This section presents additional options regarding the loading of columns.
Deferred column loading allows particular columns of a table be loaded only
upon direct access, instead of when the entity is queried using
Query
. This feature is useful when one wants to avoid
loading a large text or binary field into memory when it’s not needed.

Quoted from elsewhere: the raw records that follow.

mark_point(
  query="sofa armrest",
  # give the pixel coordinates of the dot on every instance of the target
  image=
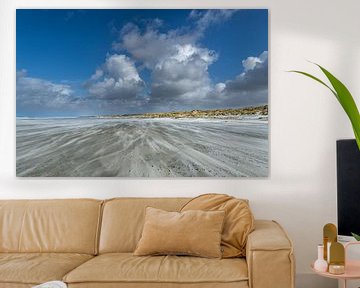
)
(269, 256)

Individual columns can be lazy loaded by themselves or placed into groups that
lazy-load together, using the orm.deferred()
function to
mark them as “deferred”. In the example below, we define a mapping that will load each of
.excerpt
and .photo
in separate, individual-row SELECT statements when each
attribute is first referenced on the individual object instance:
from sqlalchemy.orm import deferred
from sqlalchemy import Integer, String, Text, Binary, Column
class Book(Base):
__tablename__ = 'book'
book_id = Column(Integer, primary_key=True)

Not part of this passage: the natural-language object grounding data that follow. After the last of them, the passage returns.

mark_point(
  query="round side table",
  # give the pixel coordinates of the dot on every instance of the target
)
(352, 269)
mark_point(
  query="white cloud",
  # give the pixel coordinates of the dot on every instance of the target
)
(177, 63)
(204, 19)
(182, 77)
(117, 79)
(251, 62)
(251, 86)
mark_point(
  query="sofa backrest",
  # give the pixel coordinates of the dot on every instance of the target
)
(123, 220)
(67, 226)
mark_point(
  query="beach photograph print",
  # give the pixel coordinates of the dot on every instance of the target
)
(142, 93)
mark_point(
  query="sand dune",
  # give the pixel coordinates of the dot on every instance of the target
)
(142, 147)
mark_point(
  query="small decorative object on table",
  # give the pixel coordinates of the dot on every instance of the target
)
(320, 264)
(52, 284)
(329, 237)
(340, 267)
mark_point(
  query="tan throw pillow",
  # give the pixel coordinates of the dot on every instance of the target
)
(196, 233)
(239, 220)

title = Column(String(200), nullable=False)
summary = Column(String(2000))
excerpt = deferred(Column(Text))
photo = deferred(Column(Binary))
Classical mappings as always place the usage of orm.deferred()
in the
properties
dictionary against the table-bound Column
:
mapper(Book, book_table, properties={
'photo':deferred(book_table.c.photo)
})
Deferred columns can be associated with a “group” name, so that they load
together when any of them are first accessed. The example below defines a
mapping with a photos
deferred group. When one .photo
is accessed, all three
photos will be loaded in one SELECT statement. The .excerpt
will be loaded
separately when it is accessed:
class Book(Base):
__tablename__ = 'book'
book_id = Column(Integer, primary_key=True)
title = Column(String(200), nullable=False)

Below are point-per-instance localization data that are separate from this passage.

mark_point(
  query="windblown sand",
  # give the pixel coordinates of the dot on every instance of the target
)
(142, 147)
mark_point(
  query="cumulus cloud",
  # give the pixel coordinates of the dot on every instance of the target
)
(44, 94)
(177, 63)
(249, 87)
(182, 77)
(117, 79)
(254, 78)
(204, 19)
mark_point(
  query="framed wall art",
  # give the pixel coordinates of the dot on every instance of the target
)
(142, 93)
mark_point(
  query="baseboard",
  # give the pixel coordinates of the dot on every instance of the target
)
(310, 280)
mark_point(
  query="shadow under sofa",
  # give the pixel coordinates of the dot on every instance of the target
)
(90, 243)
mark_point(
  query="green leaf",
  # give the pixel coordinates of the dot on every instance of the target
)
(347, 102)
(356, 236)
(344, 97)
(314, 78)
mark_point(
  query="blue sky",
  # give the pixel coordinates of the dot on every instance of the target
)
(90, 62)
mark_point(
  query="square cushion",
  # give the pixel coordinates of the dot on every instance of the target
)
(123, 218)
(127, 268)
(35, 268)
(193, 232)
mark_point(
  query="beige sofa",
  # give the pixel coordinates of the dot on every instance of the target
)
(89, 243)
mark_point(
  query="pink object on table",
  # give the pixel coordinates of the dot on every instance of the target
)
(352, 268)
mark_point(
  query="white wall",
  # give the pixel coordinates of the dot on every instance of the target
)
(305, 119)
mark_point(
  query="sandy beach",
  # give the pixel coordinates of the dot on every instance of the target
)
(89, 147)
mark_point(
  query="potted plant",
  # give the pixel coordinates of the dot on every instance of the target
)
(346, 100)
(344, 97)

summary = Column(String(2000))
excerpt = deferred(Column(Text))
photo1 = deferred(Column(Binary), group='photos')
photo2 = deferred(Column(Binary), group='photos')
photo3 = deferred(Column(Binary), group='photos')
Columns can be marked as “deferred” or reset to “undeferred” at query time
using options which are passed to the Query.options()
method; the most
basic query options are orm.defer()
and
orm.undefer()
:
from sqlalchemy.orm import defer
from sqlalchemy.orm import undefer
query = session.query(Book)
query = query.options(defer('summary'), undefer('excerpt'))
query.all()
Above, the “summary” column will not load until accessed, and the “excerpt” column will load immediately even if it was mapped as a “deferred” column.
orm.deferred()
attributes which are marked with a “group” can be undeferred
using orm.undefer_group()
, sending in the group name:
from sqlalchemy.orm import undefer_group
query = session.query(Book)
query.options(undefer_group('photos')).all()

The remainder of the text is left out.